DEAR MISS MANNERS: My husband and I have been married 12 years. He once lost his original wedding band, and we got another one. (Maybe 10-plus years ago – a while back.)
Today, he “surprised” me with his Father’s Day gift of a new wedding band. His replaced one had gotten too small and needed to be re-sized.
Truth is, I love it – it’s just perfect – but I feel like I should have been a part of it. The kids (we have three) had been telling me there was a surprise for me at home. That’s what the surprise was. He bought himself a new wedding band. For Father’s Day, no less.
I feel awful for being upset with him. He says, “Why are you upset? This is the ring I wear and shows that I love you.”

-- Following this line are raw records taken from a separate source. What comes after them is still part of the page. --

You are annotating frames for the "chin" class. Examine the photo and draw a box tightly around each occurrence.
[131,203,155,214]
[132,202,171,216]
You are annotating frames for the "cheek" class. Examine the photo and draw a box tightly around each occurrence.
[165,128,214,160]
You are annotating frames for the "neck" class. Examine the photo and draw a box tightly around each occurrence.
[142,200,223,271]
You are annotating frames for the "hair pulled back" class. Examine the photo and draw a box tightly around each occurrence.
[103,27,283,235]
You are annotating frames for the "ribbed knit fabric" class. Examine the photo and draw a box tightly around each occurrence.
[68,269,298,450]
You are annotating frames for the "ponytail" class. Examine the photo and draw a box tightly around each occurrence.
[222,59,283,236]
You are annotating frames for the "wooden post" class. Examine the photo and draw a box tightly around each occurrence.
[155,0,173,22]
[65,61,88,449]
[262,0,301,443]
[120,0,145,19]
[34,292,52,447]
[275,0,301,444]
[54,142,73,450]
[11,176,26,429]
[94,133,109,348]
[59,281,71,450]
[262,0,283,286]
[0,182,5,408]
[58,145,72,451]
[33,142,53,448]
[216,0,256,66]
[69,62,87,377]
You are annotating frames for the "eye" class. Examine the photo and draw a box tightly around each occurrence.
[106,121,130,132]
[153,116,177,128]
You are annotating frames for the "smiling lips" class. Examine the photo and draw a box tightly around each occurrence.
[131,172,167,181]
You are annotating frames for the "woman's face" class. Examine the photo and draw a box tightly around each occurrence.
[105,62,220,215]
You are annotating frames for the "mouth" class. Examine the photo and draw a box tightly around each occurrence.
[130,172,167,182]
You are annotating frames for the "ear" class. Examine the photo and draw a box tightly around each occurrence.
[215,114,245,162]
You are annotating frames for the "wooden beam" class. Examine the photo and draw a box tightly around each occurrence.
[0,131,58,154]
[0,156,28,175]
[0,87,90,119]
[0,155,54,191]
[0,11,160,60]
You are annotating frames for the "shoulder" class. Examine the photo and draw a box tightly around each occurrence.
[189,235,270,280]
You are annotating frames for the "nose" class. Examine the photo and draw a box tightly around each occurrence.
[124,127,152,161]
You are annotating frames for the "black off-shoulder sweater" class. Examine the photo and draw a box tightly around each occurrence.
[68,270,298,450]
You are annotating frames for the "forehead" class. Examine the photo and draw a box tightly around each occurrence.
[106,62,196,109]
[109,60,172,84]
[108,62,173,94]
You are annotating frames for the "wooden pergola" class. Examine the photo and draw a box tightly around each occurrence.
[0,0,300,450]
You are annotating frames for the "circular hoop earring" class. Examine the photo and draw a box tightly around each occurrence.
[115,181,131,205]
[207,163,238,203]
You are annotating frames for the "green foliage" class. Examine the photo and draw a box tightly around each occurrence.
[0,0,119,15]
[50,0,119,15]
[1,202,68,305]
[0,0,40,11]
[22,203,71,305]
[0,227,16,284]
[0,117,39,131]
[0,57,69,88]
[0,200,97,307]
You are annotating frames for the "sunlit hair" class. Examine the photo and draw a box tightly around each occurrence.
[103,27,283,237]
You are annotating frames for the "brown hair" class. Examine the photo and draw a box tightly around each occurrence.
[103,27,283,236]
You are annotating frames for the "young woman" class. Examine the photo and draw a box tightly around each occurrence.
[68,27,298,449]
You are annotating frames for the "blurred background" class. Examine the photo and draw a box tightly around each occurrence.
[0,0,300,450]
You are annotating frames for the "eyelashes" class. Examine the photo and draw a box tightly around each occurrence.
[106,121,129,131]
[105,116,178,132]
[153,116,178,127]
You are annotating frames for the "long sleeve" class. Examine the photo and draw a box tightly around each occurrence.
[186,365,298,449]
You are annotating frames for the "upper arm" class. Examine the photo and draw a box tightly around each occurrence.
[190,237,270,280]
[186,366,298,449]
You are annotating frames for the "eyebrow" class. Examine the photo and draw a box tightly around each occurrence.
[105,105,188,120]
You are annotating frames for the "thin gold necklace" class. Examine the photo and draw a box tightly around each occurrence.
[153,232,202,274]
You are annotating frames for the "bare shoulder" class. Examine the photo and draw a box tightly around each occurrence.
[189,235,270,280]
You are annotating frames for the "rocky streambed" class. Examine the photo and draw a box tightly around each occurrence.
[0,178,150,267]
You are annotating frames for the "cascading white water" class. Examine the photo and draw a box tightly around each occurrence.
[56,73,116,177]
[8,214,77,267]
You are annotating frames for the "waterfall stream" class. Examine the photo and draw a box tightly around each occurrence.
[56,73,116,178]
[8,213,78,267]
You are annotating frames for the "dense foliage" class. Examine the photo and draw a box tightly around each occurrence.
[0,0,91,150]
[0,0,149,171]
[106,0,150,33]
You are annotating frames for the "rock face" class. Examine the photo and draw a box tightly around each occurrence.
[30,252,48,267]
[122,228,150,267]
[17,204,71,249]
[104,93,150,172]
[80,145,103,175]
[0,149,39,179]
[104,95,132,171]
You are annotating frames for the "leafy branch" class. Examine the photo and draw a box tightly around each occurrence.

GENTLE READER: Funny, Miss Manners is wondering the same thing. Why are you upset?
Is it possible that a third enactment of the ritual of giving him a ring is more important to you than his feelings?
He has now told you plainly what this act symbolized to him. Anyway, you should have been able to deduce that from his planning it was a holiday surprise, a demonstration of his pride in the family. He actually used a day when appreciation would be ordinarily be directed to himself.
And you have told him – and the children, who were in on the plan – that loving intentions don’t count; that you get to decide how things should be done. Miss Manners would think that you would want to cancel that ungracious lesson as best you can.
This is a case in which explaining your own feelings would make things worse. The implication would be that your husband should have known them. Rather, it should be an apology, combined with a show of appreciation and it should be made in front of the children, as they were in on the surprise.
But now that Miss Manners has scolded you, she will attend to those feelings of yours. To compensate for your not having participated in buying the ring, she suggests you say: “It’s so beautiful. Will you let me take it to be engraved with our initials and our wedding date?”